There’s a scene that I think is pretty 2020 that involves a bird and a box of purple ooze.
The second book in the Dreamer Trilogy is among the most anticipated releases of 2021! And so, I have to ask, can you give us a little teaser as to what’s in store for us?
Crime. Kissing. Art. Dreams. Cats with hands.
What’s next for you, aside from books two and three of the Dreamer Trilogy? Any more graphic novels on the horizon?
No, it is secrets, everything is secrets, I could tell you, but then I’d have to turn you into a plant elemental.
With the current state of the world being as it is, how are you putting up with all the new changes we’ve been having to make in our daily lives?
Like many other people in the world, I’ve coped by making myself a better schedule and also arranging for my car to have a bigger turbo. I also got two cats, one of whom set herself on fire last week (she’s fine)(the fire went out as she threw herself through the air at me)(I only bled a little).
Are you going to be doing online launch events for Swamp Thing: Twin Branches? What is the best way for readers to support your book?

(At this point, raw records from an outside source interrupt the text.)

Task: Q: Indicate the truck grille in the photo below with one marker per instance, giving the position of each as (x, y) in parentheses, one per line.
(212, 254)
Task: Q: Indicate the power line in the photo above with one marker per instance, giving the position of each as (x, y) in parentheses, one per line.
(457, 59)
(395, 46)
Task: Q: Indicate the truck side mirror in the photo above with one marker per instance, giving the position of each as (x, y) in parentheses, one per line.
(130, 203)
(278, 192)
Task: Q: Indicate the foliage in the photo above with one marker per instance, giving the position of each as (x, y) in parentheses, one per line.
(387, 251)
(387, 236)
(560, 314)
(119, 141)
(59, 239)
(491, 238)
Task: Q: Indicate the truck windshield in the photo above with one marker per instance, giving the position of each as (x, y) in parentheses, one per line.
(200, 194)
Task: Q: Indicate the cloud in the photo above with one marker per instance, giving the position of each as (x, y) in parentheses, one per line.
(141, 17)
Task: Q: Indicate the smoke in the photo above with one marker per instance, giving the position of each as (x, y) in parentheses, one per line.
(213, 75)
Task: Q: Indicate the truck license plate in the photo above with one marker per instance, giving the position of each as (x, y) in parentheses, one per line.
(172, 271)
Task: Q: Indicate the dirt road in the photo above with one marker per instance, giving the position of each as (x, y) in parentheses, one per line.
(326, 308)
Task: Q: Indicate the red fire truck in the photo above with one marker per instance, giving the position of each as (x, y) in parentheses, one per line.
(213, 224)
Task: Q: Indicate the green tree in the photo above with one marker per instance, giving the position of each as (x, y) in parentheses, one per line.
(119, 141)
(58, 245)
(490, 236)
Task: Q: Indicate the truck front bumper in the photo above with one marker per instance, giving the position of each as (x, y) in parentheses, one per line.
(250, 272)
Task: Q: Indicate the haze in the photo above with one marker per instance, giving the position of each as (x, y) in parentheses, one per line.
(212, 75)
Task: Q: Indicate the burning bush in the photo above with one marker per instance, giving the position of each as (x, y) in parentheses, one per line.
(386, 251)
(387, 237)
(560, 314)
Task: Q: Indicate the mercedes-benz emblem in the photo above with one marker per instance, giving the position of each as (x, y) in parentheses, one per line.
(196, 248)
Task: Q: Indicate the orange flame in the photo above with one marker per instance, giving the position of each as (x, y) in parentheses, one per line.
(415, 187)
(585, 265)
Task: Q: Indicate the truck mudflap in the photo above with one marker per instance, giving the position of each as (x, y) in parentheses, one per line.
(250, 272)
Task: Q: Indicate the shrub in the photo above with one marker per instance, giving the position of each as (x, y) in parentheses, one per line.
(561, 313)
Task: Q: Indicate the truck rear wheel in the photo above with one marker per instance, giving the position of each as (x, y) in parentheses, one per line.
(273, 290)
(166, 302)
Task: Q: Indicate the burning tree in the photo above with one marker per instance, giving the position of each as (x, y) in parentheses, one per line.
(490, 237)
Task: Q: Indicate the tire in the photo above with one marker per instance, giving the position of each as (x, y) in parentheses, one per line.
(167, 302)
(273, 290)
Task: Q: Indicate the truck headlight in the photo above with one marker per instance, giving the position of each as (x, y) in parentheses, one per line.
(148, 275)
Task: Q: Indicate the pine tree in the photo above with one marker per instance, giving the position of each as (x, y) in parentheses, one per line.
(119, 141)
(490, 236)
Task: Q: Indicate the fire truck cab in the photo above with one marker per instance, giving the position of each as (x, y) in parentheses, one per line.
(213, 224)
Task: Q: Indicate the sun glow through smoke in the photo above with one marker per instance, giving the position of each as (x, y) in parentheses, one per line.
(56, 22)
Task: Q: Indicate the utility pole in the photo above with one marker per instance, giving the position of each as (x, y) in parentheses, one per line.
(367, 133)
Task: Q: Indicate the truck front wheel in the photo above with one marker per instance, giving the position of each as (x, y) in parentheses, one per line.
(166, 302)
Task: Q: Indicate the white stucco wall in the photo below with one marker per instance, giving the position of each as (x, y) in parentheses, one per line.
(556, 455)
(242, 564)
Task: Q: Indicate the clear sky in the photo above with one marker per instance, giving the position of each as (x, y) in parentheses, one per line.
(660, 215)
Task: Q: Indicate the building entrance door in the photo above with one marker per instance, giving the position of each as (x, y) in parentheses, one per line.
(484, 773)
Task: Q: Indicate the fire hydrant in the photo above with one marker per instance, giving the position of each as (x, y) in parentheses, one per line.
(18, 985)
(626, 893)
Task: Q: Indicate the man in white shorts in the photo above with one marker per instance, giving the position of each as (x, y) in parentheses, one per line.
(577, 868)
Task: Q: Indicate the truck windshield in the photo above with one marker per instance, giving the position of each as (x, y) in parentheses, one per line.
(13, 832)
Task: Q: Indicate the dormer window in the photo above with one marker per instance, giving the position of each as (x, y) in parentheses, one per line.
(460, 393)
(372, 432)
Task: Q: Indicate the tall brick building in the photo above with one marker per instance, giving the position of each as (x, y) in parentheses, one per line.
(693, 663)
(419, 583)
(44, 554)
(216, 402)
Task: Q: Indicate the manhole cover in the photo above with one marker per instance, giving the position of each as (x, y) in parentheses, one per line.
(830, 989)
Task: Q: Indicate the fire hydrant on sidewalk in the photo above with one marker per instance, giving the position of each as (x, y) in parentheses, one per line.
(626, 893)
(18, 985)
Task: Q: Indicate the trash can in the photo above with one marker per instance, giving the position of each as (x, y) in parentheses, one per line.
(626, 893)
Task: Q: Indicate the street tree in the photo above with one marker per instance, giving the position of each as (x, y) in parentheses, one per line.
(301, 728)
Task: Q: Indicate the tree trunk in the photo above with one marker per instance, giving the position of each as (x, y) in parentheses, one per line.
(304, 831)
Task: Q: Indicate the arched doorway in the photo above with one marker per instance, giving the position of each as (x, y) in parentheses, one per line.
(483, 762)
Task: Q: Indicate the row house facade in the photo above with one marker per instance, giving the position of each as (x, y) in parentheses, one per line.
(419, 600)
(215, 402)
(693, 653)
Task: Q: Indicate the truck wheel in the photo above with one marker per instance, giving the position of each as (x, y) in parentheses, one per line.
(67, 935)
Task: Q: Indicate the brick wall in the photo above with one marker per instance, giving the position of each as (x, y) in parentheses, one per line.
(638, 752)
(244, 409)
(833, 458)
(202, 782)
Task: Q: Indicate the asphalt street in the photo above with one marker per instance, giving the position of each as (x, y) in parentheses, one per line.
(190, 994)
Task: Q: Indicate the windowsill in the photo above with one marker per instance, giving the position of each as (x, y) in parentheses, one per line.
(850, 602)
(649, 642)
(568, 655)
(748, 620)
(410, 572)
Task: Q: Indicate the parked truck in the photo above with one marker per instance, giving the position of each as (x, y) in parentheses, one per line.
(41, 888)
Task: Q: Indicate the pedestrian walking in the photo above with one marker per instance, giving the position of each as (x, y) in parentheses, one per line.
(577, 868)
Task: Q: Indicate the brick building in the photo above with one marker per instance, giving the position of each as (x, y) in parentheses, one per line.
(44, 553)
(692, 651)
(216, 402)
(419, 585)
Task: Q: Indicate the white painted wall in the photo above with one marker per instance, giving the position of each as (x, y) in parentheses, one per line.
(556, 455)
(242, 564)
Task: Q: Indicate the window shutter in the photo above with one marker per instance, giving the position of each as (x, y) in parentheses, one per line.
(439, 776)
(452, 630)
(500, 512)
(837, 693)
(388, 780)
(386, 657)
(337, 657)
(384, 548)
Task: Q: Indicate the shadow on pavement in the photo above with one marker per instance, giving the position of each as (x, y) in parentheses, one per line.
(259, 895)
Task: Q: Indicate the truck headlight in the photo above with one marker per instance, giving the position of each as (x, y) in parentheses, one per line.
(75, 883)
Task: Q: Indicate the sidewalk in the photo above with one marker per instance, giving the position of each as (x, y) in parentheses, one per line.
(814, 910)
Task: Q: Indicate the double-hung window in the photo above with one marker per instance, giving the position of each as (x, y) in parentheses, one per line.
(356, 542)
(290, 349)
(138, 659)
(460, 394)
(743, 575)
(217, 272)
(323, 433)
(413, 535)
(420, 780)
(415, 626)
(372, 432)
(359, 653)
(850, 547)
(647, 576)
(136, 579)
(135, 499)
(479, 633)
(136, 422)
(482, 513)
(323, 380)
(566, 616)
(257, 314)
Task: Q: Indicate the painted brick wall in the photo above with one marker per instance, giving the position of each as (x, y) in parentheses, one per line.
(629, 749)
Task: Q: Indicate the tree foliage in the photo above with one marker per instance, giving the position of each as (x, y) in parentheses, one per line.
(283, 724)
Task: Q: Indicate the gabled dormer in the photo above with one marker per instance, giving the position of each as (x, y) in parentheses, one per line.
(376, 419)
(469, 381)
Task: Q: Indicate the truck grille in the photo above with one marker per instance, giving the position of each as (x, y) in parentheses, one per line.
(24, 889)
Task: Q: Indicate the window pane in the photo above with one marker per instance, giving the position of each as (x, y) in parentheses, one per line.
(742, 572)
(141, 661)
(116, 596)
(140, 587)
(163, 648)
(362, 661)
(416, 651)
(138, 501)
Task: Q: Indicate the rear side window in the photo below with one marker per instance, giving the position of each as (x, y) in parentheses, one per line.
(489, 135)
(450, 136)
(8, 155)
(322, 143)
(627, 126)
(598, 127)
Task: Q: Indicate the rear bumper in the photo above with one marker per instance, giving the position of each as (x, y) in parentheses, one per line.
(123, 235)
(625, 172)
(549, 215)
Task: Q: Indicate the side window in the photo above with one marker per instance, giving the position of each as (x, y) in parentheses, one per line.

You can find out all event info by following me on Twitter at mstiefvater or on Instagram Maggie_stiefvater. And you can get signed copies of it and all my other books at the indie store One More Page, who ships everywhere.
And finally, do you have any book recommendations for us?
I’m currently reading Better: A Surgeon’s Notes on Performance by Atul Gawande, which is about complex problem-solving as seen through the lens of medicine, and just finished reading Blood Child, by Octavia Butler, which was a splendidly uncomfortable collection of short stories.